J2札幌が獲得交渉を進めていたインドネシア人MFステファノ・リリパリー(24)が23日、来日した。すでに仮契約を済ませており、今日24日に受けるメディカルチェックで問題なければ、明日25日に正式契約を結ぶ。運動量とスピードを兼備した攻撃的MFで、オランダ1部ユトレヒトなどでプレー。28日までの第1登録期間内にJリーグの提携国枠を活用して登録する予定で、早ければ30日の京都戦から出場が可能となる。

 浅黒く焼けた肌の男は笑顔のまま、新千歳空港の到着口に現れた。ステファノは黒いキャップをかぶり、右手を軽く上げ、ガールフレンドのカルメンさん(22)とともに来日。既に札幌と仮契約を結んでおり、メディカルチェックで異常がなければ、明日25日にも正式契約となる。28日の第1登録の締め切りに間に合えば、30日の京都戦への出場も可能で「サポーターを楽しませるようなプレーで、札幌のJ1昇格に貢献したい」と力を込めた。

 オランダで生まれ育ち、昨年8月に父の出身であるインドネシアの代表に選出された同国の有望株でもある。代表では同じオランダ出身で、今季J1甲府入りしたMFイルファン(25)ともプレー。札幌加入が決まれば、J2初のインドネシア人選手となる。
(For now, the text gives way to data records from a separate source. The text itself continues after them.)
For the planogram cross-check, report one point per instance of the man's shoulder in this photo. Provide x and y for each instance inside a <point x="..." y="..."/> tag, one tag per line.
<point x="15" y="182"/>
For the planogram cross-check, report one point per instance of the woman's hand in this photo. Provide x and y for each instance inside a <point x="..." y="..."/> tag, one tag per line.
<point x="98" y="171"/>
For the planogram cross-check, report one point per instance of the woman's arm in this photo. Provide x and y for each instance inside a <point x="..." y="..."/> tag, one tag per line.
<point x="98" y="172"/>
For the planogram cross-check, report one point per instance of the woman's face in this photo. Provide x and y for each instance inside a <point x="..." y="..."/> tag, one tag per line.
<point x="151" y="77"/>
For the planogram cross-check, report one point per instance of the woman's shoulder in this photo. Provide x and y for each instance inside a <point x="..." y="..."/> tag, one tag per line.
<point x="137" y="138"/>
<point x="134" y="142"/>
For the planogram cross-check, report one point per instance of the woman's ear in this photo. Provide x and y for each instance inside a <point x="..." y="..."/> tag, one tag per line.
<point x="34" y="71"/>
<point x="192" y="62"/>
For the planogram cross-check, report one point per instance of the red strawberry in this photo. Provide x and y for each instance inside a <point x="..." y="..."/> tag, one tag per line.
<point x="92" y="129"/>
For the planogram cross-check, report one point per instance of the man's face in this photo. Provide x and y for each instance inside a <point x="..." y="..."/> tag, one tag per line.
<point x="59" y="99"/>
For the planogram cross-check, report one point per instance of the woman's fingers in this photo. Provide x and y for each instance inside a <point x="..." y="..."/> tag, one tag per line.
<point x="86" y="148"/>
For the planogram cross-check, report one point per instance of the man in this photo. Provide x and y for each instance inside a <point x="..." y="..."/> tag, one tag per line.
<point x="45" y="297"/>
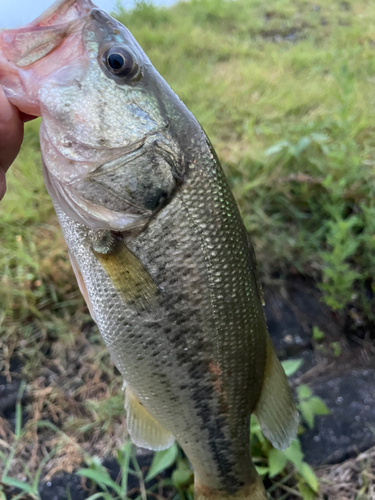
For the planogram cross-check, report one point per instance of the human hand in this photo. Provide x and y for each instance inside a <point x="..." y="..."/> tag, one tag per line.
<point x="11" y="136"/>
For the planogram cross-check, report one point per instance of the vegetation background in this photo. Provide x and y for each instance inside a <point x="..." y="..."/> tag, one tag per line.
<point x="286" y="92"/>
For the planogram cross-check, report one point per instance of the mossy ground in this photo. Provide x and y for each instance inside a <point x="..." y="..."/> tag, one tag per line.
<point x="286" y="93"/>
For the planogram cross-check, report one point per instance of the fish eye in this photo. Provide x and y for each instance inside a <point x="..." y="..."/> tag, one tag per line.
<point x="120" y="62"/>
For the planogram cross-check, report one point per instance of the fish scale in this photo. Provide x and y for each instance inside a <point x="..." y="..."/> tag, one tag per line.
<point x="156" y="242"/>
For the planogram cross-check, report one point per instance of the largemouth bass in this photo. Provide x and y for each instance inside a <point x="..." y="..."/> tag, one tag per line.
<point x="156" y="242"/>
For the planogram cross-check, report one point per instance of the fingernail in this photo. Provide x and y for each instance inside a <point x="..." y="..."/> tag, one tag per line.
<point x="6" y="109"/>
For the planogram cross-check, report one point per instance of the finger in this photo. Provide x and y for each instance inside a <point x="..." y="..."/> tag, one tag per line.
<point x="11" y="135"/>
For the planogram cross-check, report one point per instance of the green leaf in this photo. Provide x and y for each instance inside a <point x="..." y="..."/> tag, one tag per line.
<point x="100" y="477"/>
<point x="318" y="335"/>
<point x="10" y="481"/>
<point x="276" y="148"/>
<point x="162" y="460"/>
<point x="276" y="462"/>
<point x="291" y="366"/>
<point x="318" y="406"/>
<point x="262" y="471"/>
<point x="304" y="392"/>
<point x="309" y="476"/>
<point x="294" y="454"/>
<point x="180" y="477"/>
<point x="305" y="490"/>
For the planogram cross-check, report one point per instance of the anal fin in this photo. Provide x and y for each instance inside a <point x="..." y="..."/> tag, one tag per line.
<point x="275" y="410"/>
<point x="81" y="284"/>
<point x="144" y="429"/>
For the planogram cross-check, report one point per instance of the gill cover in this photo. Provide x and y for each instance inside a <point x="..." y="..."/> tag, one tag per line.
<point x="107" y="151"/>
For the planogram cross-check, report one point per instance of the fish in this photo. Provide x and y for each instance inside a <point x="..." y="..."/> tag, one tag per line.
<point x="156" y="242"/>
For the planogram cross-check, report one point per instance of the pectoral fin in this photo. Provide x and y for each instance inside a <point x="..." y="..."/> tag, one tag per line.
<point x="127" y="273"/>
<point x="81" y="284"/>
<point x="275" y="410"/>
<point x="144" y="430"/>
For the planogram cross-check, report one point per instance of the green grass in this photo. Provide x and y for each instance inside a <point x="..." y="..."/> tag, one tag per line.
<point x="286" y="93"/>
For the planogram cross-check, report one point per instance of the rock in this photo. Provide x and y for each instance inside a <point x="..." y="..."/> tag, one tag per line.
<point x="349" y="429"/>
<point x="288" y="336"/>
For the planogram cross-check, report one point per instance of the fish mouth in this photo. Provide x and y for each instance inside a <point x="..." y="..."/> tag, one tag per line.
<point x="56" y="33"/>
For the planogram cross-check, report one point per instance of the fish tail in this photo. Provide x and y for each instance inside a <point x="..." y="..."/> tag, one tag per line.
<point x="252" y="491"/>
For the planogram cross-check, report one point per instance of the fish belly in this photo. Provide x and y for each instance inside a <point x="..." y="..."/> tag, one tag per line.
<point x="195" y="360"/>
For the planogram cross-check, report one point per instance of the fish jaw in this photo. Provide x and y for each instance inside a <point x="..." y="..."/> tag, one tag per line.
<point x="30" y="54"/>
<point x="53" y="68"/>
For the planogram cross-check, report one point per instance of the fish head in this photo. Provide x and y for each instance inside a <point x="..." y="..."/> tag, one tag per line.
<point x="110" y="158"/>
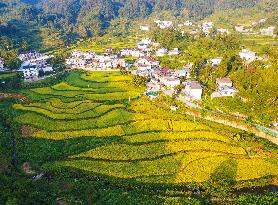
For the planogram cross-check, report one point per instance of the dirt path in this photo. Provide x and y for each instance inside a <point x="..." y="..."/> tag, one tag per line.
<point x="238" y="126"/>
<point x="17" y="96"/>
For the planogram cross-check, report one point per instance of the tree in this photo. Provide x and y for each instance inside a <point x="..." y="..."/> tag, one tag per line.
<point x="24" y="45"/>
<point x="14" y="63"/>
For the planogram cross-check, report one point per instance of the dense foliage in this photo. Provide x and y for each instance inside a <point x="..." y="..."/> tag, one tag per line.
<point x="51" y="24"/>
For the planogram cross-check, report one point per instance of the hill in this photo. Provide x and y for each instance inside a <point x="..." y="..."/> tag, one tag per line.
<point x="52" y="23"/>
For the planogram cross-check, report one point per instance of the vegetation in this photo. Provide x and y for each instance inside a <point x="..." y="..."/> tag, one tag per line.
<point x="136" y="143"/>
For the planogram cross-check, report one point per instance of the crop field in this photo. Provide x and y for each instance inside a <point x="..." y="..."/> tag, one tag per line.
<point x="108" y="129"/>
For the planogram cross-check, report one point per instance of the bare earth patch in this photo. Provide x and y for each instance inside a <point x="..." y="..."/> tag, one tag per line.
<point x="19" y="97"/>
<point x="28" y="131"/>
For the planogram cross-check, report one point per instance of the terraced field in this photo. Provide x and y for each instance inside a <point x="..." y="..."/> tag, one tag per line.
<point x="136" y="140"/>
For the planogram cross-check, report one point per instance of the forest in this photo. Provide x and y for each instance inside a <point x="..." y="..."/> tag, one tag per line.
<point x="53" y="23"/>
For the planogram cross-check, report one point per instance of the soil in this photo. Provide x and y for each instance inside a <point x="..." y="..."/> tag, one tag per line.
<point x="21" y="98"/>
<point x="28" y="131"/>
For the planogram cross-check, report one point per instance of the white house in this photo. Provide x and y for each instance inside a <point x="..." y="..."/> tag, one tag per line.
<point x="164" y="24"/>
<point x="193" y="89"/>
<point x="247" y="55"/>
<point x="242" y="29"/>
<point x="224" y="82"/>
<point x="1" y="64"/>
<point x="147" y="41"/>
<point x="182" y="73"/>
<point x="148" y="61"/>
<point x="155" y="44"/>
<point x="227" y="91"/>
<point x="175" y="51"/>
<point x="223" y="31"/>
<point x="76" y="63"/>
<point x="208" y="24"/>
<point x="32" y="57"/>
<point x="144" y="28"/>
<point x="170" y="82"/>
<point x="268" y="31"/>
<point x="262" y="20"/>
<point x="161" y="52"/>
<point x="47" y="69"/>
<point x="225" y="88"/>
<point x="188" y="23"/>
<point x="132" y="52"/>
<point x="216" y="61"/>
<point x="30" y="71"/>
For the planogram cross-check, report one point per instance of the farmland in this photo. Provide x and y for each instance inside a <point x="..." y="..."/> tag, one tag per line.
<point x="99" y="123"/>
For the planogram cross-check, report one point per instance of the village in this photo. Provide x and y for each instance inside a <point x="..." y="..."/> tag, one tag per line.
<point x="173" y="82"/>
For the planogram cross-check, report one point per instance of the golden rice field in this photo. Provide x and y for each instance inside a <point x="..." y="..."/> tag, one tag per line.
<point x="139" y="141"/>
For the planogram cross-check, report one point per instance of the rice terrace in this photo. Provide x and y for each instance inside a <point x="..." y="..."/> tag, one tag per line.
<point x="100" y="124"/>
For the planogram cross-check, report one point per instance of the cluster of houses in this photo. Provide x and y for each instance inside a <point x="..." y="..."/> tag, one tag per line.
<point x="269" y="31"/>
<point x="207" y="26"/>
<point x="224" y="88"/>
<point x="92" y="61"/>
<point x="2" y="64"/>
<point x="164" y="24"/>
<point x="167" y="79"/>
<point x="33" y="64"/>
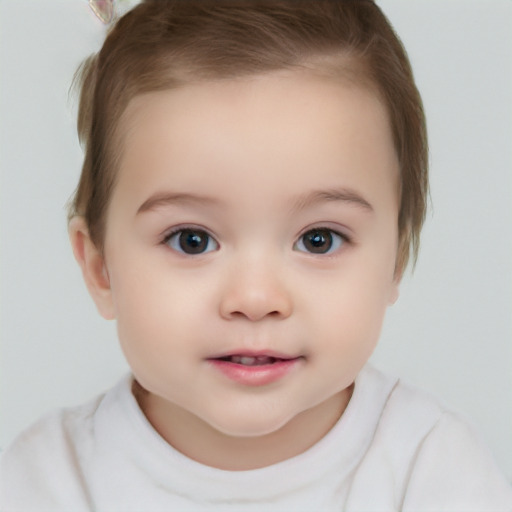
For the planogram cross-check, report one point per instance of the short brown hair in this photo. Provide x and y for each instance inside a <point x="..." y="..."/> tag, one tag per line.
<point x="161" y="44"/>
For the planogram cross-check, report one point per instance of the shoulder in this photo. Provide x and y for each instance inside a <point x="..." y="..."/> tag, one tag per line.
<point x="437" y="458"/>
<point x="42" y="469"/>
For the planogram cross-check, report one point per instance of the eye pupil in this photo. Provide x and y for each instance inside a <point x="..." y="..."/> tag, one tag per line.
<point x="318" y="241"/>
<point x="193" y="242"/>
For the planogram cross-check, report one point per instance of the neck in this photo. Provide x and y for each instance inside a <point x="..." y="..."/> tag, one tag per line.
<point x="201" y="442"/>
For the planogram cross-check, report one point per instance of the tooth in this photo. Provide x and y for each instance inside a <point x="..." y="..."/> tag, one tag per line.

Jリーグは1月にインドネシアを6カ国目の東南アジア提携国枠に加えており、札幌は同枠を活用して登録する。

 11年にオランダ1部のユトレヒトでデビューし、攻撃的MFとして活躍した。若手育成に定評があるオランダリーグで育ったこともあり、基本的な技術は十分、備えている。三上大勝GM(42)は「レ・コン・ビンのように運動量とスピードがあり、足もとの技術もしっかりしている。日本で成長したいという意欲も高い」と期待した。

 クラブは第2のレ・コン・ビンとしてピッチ内外での効果を狙う。昨季はベトナムの英雄ビン獲得や、ドンタム・ロンアンFCとの提携などで、同国企業の広告獲得や現地ファンの動員にもつながった。今季はインドネシアリーグのアレマ・インドネシアFCとクラブ間提携の交渉中で、4月末の正式締結を目指している。インドネシアは世界第4位の約2億4000万人の人口を誇る。ステファノ獲得をきっかけに、新たな大市場に踏み出し、放映権料や広告収入など、派生効果にもつなげていく。

 ◆ステファノ・ジャンテ・リリパリー

 1990年1月10日、オランダ・アムステルダム生まれ。オランダのAZユースから、11年にユトレヒトでプロデビュー。13年から同国2部のアルメレ・シティーに在籍。昨年8月、フィリピン戦でインドネシア代表初招集。同代表出場1試合。家族はインドネシア人の父、オランダ人の母と姉、妹、弟。172センチ、62キロ。利き足は右。

 ◆インドネシアのサッカー事情

 オランダ領東インド時代にオランダ人植民者の影響でサッカーが盛んになった。1934年の極東選手権では日本に7-1と大勝。アジアでトップクラスの実力を誇り、38年フランスW杯にアジアから最初の参加国となった。国内リーグは94年にプロ化。11年に分裂騒動が起きたが、現在はインドネシア・プレミアリーグが国内最上位リーグとなっている。国内でも人気スポーツの1つで、同リーグは収容人員4万人以上の競技場が満員になることも。現在、FIFAランクは154位。